Heywood Broun was worried about the merger and wrote on 28th February, 1931: "I sat and watched a paper die. We waited in the home of a man (Herbert Bayard Swope) who once had run it. A flash came over the phone. The World was ended.... The World fired me, and the Telegram gave me a job. Now, the Telegram owns the World. This is a fantastic set of chances almost like those which might appear in somebody's dream of revenge. But I never thought much of revenge. I wouldn't give a nickel for this one. If I could, by raising my hand, bring dead papers back to life I'd do so... I am a newspaperman. There are many things to be said for this new combination. It is my sincere belief that the Scripps-Howard chain is qualified by its record and its potentialities to carry on the Pulitzer tradition of liberal journalism. In fact, I'll go further and say that, as far as my personal experience goes, the Telegram has been more alert and valiant in its independent attitude than the World papers. Yet I hope, at least, that this may be the end of mergers. The economic pressure for consolidation still continues. A newspaper is, among other things, a business. And, even so, it must be more than that."

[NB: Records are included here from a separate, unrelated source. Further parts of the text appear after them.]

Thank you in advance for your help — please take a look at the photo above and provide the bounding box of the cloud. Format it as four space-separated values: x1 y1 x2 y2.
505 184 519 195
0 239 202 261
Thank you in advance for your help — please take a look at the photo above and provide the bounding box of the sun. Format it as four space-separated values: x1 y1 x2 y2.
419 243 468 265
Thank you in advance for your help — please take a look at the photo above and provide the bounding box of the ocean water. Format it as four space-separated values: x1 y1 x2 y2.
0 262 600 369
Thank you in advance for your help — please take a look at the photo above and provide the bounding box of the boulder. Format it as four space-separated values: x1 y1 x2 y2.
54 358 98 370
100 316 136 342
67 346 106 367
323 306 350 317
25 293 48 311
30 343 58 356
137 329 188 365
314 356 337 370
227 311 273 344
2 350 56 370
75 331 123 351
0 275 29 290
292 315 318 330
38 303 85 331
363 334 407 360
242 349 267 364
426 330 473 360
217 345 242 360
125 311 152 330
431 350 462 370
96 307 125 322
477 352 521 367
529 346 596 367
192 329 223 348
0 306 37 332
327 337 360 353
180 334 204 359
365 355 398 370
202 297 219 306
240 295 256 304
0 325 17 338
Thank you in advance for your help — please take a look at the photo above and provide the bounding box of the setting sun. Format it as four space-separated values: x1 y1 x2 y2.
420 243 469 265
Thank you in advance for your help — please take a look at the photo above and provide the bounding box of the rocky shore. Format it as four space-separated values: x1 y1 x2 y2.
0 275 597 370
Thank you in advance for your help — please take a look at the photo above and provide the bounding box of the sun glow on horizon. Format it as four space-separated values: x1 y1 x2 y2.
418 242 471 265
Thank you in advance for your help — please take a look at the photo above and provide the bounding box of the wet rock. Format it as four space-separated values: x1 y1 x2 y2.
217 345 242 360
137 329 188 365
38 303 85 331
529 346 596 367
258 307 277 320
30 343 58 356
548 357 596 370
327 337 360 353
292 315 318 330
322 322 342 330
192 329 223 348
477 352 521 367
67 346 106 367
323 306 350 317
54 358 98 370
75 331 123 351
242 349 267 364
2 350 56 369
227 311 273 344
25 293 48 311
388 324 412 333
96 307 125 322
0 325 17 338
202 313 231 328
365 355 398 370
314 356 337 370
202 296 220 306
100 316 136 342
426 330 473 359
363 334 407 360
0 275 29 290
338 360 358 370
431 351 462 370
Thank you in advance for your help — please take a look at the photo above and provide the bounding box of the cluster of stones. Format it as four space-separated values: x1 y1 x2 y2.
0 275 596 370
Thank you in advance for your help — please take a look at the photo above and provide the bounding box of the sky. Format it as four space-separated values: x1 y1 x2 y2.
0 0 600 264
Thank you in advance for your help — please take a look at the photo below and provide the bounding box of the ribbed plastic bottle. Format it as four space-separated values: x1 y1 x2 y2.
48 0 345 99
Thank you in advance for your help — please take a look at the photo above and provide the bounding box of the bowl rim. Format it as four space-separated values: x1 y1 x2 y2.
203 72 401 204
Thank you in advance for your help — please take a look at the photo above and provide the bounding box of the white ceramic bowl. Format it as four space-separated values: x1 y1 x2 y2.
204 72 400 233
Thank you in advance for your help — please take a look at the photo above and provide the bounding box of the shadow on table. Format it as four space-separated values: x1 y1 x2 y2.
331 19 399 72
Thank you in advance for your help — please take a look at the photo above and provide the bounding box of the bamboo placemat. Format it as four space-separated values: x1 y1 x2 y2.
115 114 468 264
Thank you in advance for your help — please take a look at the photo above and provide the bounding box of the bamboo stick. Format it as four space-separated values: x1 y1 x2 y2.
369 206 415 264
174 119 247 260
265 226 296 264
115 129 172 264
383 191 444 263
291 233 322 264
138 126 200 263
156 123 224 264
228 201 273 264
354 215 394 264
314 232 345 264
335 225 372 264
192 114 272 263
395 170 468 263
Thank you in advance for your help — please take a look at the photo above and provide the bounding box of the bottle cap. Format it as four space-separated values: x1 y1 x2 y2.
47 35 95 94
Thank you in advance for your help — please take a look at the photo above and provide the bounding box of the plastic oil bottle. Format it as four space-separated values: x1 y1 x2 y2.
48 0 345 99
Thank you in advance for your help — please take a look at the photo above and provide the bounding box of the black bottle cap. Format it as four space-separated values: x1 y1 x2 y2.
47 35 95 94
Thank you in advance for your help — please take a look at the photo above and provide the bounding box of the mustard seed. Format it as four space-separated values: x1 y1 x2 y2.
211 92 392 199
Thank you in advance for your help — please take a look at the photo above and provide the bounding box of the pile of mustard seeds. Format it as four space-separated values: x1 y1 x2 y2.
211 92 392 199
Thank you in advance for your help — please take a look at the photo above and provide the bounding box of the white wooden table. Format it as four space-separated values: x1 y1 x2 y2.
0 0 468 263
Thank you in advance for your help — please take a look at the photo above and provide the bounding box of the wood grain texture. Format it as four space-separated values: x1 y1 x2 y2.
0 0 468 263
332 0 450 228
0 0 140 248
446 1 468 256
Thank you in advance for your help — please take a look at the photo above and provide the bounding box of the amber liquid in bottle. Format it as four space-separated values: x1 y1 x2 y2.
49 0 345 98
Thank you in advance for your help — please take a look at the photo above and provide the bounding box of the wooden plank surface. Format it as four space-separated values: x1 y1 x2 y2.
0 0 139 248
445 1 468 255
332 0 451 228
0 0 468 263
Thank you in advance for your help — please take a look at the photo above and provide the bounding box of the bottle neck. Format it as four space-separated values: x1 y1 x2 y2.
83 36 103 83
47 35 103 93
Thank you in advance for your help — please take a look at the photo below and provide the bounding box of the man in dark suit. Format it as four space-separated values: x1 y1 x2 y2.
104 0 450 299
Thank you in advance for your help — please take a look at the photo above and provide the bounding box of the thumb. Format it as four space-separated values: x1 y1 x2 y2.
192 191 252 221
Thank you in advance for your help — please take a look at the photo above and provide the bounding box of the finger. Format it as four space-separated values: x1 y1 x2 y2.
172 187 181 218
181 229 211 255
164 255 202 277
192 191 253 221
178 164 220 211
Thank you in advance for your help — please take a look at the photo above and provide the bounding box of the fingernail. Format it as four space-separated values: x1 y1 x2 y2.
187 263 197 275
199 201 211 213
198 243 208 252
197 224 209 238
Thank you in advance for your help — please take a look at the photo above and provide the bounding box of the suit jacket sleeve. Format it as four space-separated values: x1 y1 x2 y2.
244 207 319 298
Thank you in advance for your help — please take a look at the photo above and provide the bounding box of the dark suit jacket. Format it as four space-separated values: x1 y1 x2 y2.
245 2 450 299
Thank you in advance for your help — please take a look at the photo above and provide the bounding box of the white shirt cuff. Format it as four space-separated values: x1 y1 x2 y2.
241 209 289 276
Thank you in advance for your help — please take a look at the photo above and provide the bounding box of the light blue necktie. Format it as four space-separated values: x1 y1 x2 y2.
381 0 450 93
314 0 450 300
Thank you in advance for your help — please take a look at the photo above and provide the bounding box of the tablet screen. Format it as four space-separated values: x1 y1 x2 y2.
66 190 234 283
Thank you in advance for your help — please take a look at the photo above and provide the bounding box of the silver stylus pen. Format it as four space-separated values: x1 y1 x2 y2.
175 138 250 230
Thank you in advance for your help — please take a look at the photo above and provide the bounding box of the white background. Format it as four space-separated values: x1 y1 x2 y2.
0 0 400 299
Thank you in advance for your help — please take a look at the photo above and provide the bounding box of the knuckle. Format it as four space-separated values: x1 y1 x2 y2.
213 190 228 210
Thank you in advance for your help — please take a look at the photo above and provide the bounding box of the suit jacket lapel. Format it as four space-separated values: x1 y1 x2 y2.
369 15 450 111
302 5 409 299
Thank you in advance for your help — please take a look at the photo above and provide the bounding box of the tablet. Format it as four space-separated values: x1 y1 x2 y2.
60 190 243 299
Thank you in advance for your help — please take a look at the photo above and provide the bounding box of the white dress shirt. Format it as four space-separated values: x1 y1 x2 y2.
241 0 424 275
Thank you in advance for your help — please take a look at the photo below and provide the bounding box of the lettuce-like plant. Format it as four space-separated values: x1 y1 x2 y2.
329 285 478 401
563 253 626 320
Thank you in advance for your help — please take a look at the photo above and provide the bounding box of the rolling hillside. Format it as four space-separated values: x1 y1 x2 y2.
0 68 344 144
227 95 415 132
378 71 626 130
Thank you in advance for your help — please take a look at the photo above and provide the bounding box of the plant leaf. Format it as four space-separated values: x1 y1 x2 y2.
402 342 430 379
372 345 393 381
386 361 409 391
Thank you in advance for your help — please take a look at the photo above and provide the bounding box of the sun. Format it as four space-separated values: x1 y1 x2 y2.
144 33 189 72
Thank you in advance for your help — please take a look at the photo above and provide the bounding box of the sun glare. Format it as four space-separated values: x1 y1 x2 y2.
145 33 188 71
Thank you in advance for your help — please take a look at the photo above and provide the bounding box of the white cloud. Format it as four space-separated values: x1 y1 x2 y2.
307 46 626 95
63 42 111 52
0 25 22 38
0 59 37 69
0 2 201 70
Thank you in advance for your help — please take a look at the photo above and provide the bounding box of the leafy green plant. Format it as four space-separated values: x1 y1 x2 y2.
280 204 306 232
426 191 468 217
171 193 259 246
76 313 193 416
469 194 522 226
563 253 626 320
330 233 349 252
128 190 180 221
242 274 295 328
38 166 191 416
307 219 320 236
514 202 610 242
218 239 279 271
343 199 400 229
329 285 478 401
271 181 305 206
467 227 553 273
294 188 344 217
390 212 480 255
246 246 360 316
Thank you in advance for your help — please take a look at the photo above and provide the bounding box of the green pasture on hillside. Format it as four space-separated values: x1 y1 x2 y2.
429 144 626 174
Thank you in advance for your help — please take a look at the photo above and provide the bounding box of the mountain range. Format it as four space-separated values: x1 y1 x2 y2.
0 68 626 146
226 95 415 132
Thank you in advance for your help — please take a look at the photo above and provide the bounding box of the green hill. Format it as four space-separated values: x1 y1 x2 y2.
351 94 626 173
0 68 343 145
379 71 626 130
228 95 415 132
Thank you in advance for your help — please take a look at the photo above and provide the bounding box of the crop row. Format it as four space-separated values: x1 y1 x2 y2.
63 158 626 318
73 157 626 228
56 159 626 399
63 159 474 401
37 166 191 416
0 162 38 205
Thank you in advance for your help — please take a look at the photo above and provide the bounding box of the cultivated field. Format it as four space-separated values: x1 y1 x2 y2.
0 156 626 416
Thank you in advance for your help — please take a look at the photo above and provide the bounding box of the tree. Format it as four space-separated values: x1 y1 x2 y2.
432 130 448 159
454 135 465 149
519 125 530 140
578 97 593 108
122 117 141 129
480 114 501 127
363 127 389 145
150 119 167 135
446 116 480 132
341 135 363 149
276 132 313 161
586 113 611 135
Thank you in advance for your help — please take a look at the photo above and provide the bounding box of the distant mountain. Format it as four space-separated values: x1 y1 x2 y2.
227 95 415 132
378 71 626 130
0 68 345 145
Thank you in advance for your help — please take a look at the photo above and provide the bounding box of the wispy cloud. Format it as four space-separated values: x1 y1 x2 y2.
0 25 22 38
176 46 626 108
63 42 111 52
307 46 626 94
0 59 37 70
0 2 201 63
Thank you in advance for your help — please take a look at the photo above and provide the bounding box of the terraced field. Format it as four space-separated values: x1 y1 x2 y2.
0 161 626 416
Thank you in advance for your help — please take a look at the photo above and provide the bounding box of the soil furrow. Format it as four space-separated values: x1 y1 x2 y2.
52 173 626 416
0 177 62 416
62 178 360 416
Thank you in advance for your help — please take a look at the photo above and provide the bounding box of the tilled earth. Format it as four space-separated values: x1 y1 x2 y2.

© , September 1997 - April 2014

Primary Sources

(1) Ely Jacques Kahn, The World of Swope (1965)

At times it (New York World) was flat and at other times excessive cute, but for a daily commodity it was consistently good. And it was fresh in both senses of the word. Its contributors were encouraged by Swope, who never wrote a line for it himself, to say whatever they liked, restricted only by the laws of libel and the dictates of taste. To keep their stuff from sounding stale, moreover, he refused to build up a bank of ready-to-print columns; everybody wrote his copy for the following day's paper.

(2) Stanley Walker, Saturday Evening Post (4th June, 1938)

He (Swope) is as easy to ignore as a cyclone. His gift of gab is a torrential and terrifying thing. He is probably the most charming extrovert in the western world. His brain is crammed with a million oddments of information, and only a dolt would make a bet with him on an issue concerning facts... In the days when he was a dynamic practicing journalist in New York, many other newspapermen were distinguished by their gall and brass, but the man who stood out among his fellows... was Herbert Bayard Swope.

He met all the big men of that momentous time, and he met them as an equal. He played golf with Lord Northcliffe. He captivated Queen Marie of Rumania. He put his hand to limericks to please President Wilson. This, then was history, and Herbert Bayard Swope was in the middle of it, helping make it.

(3) Heywood Broun, New York World-Telegram (28th February, 1931)

I sat and watched a paper die. We waited in the home of a man (Herbert Bayard Swope) who once had run it. A flash came over the phone. The World was ended.

F.P.A. looked eagerly at a bowl of fruit upon the table and said, "Mr. Swope, where have you been buying your apples?"

The World fired me, and the Telegram gave me a job. Now, the Telegram owns the World. This is a fantastic set of chances almost like those which might appear in somebody's dream of revenge. But I never thought much of revenge. I wouldn't give a nickel for this one. If I could, by raising my hand, bring dead papers back to life I'd do so.

Sometimes in this column I have opposed the theories of those who would break up mergers, end chain stores and try the trick of unscrambling large-scale production. I've said that this could not be done-that it wasn't even expedient. In the long run the happiness of all of us depends upon increased efficiency and a shorter sum of toil. That's true. I still believe it. I wouldn't weep about a shoe factory or a branch line railroad shutting down.

But newspapers are different. I am a newspaperman. There are many things to be said for this new combination. It is my sincere belief that the Scripps-Howard chain is qualified by its record and its potentialities to carry on the Pulitzer tradition of liberal journalism. In fact, I'll go further and say that, as far as my personal experience goes, the Telegram has been more alert and valiant in its independent attitude than the World papers.

Yet I hope, at least, that this may be the end of mergers. The economic pressure for consolidation still continues. A newspaper is, among other things, a business. And, even so, it must be more than that.